Testes
com camundongos modificados mostram que o GH induz o apetite após ser
estimulado pelo "hormônio da fome", a grelina. Descoberta abre
precedente para tratamentos contra obesidade.
Pesquisadores do
Laboratório de Neuroanatomia Funcional do Instituto de Ciências Biomédicas da
Universidade de São Paulo (ICB-USP) identificaram novas funções para o hormônio
do crescimento, conhecido como GH (Growth Hormone, em inglês). Além de
regular a estatura e o crescimento ósseo, esse hormônio também tem uma
participação fundamental no mecanismo que induz a fome, através da regulação da
grelina, conhecida como "hormônio da fome", constatou o estudo. O
trabalho foi publicado na revista científica Endocrinology.
Até então,
acreditava-se que a grelina fosse responsável por induzir a sensação de fome,
uma vez que os níveis do hormônio aumentam quando o indivíduo está com fome e
diminuem após a refeição. No entanto, testes realizados em camundongos
geneticamente modificados provaram que não há fome sem o hormônio do
crescimento. "Nós produzimos animais sem os receptores de GH no cérebro e
injetamos grelina neles para estimular a fome. O efeito das injeções foi
praticamente nulo. Em tese, elas causariam uma fome intensa após 30
minutos", afirma o professor José Donato Júnior, coordenador do estudo.
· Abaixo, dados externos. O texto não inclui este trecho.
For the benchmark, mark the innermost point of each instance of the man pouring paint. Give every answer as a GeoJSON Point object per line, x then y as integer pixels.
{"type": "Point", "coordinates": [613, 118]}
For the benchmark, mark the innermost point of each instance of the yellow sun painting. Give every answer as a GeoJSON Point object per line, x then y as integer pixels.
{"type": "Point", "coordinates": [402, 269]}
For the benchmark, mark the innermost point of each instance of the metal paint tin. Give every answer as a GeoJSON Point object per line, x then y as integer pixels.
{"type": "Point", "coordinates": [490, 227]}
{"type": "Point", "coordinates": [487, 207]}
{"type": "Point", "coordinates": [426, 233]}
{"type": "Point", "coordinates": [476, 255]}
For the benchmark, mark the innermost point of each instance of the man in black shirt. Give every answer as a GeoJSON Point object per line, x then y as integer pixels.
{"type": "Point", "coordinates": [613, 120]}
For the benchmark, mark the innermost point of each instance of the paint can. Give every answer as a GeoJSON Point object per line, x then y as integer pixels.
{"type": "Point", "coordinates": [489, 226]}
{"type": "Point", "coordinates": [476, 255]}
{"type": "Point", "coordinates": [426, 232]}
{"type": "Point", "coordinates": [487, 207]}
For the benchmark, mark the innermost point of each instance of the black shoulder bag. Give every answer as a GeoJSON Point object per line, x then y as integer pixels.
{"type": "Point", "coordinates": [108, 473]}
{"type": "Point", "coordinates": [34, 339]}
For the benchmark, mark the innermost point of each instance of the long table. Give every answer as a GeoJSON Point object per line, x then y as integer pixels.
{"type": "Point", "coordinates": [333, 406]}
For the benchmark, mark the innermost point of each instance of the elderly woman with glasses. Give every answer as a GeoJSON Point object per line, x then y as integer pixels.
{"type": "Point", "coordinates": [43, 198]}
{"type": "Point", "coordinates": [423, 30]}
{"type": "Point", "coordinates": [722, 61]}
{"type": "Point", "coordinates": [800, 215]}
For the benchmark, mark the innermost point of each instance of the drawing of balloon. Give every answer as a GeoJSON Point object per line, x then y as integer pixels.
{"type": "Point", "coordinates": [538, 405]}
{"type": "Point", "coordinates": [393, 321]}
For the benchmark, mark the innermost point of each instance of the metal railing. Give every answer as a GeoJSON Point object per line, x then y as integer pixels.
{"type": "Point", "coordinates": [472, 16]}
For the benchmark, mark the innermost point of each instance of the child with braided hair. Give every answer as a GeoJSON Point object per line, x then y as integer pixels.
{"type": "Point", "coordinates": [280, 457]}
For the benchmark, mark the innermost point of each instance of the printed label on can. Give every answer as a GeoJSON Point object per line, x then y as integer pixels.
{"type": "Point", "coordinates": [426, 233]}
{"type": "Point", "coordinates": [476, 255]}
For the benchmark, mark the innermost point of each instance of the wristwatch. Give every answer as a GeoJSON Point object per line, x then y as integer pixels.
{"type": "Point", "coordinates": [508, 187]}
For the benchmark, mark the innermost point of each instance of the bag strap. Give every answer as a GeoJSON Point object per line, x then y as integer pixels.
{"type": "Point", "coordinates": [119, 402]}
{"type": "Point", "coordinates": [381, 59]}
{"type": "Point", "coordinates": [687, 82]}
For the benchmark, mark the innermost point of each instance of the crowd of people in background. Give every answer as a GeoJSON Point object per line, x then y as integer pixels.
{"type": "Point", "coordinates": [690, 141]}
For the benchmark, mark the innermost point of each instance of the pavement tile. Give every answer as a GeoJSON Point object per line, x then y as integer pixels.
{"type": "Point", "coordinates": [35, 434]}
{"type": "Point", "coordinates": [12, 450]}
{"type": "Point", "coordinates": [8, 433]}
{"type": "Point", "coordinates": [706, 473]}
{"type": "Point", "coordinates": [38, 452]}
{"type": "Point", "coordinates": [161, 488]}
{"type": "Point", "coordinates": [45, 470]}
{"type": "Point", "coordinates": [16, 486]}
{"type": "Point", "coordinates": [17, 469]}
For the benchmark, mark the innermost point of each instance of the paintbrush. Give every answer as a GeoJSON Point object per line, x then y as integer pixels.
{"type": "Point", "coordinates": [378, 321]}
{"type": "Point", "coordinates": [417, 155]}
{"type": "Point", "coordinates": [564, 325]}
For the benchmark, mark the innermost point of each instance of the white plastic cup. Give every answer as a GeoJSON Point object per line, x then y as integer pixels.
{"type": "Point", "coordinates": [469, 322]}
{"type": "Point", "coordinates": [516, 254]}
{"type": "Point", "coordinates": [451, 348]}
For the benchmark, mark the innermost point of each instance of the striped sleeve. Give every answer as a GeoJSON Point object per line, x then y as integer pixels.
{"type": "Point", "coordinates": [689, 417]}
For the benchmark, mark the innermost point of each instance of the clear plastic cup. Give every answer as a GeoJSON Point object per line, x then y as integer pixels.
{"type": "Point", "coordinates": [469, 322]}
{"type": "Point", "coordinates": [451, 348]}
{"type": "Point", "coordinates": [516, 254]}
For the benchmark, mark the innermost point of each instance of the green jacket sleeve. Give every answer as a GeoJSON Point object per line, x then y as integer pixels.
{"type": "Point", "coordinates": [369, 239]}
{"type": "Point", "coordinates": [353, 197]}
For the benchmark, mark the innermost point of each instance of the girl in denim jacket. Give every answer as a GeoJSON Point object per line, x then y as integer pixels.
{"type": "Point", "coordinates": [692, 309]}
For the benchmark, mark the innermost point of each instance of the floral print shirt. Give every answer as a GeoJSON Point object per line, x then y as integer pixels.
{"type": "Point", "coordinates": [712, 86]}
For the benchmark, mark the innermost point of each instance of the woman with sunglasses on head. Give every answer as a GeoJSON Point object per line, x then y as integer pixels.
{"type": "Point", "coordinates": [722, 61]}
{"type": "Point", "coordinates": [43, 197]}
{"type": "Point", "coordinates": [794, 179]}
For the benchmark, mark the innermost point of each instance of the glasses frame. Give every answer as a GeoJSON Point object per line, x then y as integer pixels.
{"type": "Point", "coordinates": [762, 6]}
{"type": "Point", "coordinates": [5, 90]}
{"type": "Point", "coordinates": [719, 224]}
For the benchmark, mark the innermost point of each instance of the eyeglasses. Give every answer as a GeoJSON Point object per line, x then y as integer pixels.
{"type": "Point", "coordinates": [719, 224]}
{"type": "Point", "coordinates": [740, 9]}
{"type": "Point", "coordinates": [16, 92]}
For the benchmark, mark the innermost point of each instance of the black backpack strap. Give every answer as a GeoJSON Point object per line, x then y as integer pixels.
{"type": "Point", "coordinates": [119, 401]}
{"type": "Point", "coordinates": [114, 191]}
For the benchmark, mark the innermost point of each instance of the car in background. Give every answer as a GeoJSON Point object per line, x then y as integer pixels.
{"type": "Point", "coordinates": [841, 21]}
"Além disso, continuamos coletando o sangue dos camundongos e vimos que a
concentração do hormônio do crescimento aumentava após aplicarmos a grelina. Ou
seja, a capacidade da grelina em estimular a secreção de GH está mantida",
complementa.
Desta forma, pode se
dizer que a sensação de fome no cérebro é induzida por uma atuação conjunta
desses dois hormônios, já que a grelina, ao estimular a secreção de GH, induz a
ingestão alimentar. O GH é secretado pela glândula hipófise, localizada na base
do cérebro, que libera vários hormônios. Para estimular a secreção do GH, a grelina
se liga ao seu receptor situado nesta glândula. "O mecanismo que nós
apresentamos rompe com a ideia de que a grelina é o hormônio da fome e nos leva
a crer que esse título talvez pertença ao GH", revela Donato.
Tratamentos para
obesidade
- Em um estudo anterior , publicado em 2019 na Nature Communications, o
grupo já tinha identificado que o GH era responsável por ativar um grupo de
neurônios do hipotálamo chamado AgRP, que controla a ingestão alimentar e o
gasto energético. Em testes em animais, o bloqueio do receptor do hormônio no cérebro
estimulou a perda de peso. Futuramente, as descobertas do laboratório podem
auxiliar o desenvolvimento de novas terapias para controle de peso e regulação
da ingestão alimentar.
Para bloquear os
receptores do hormônio, os pesquisadores utilizaram o pegvisomanto, medicamento
usado para tratar a acromegalia - doença rara causada pela produção excessiva
de GH, caracterizada pelo crescimento exagerado de partes do corpo, além de
complicações como diabetes, hipertensão e insuficiência cardíaca. "Seria
uma alternativa interessante, porque é um remédio já aprovado e adotado no
mundo todo".
Outros mecanismos - Além da obesidade,
segundo ele, o conhecimento sobre as ações do GH também pode ser útil no
tratamento de outras condições, como o estresse pós-traumático. Em 2014,
pesquisadores americanos descobriram que pessoas que passam por experiências
traumáticas têm excesso de grelina. "Esse excesso causa o aumento da
produção do GH, levando ao desenvolvimento do estresse pós-traumático",
explica.
O GH também é
importante do ponto de vista anabólico porque causa lipólise no tecido adiposo
- ou seja, degradação de gordura -, além de estimular a síntese proteica e
favorecer o ganho de massa muscular. "Ao mesmo tempo, para produzir esses
efeitos anabólicos, o organismo precisa de energia - aí entra a ação
estimuladora da fome, induzida pela grelina e mediada pelo GH", aponta o
pesquisador. "Outro exemplo de função do GH é quando ocorre a
hipoglicemia: o indivíduo secreta mais GH e sente fome, buscando aumentar a glicose
no sangue".
Próximos passos - Atualmente, o grupo está atuando em duas frentes.
Uma delas busca identificar uma população de neurônios ainda desconhecida que é
importante para que o GH possa agir e mediar os efeitos da grelina. A outra
estuda como os medicamentos bloqueadores de GH, como o pegvisomanto, por
exemplo, podem modular essa relação entre hormônio do crescimento e grelina.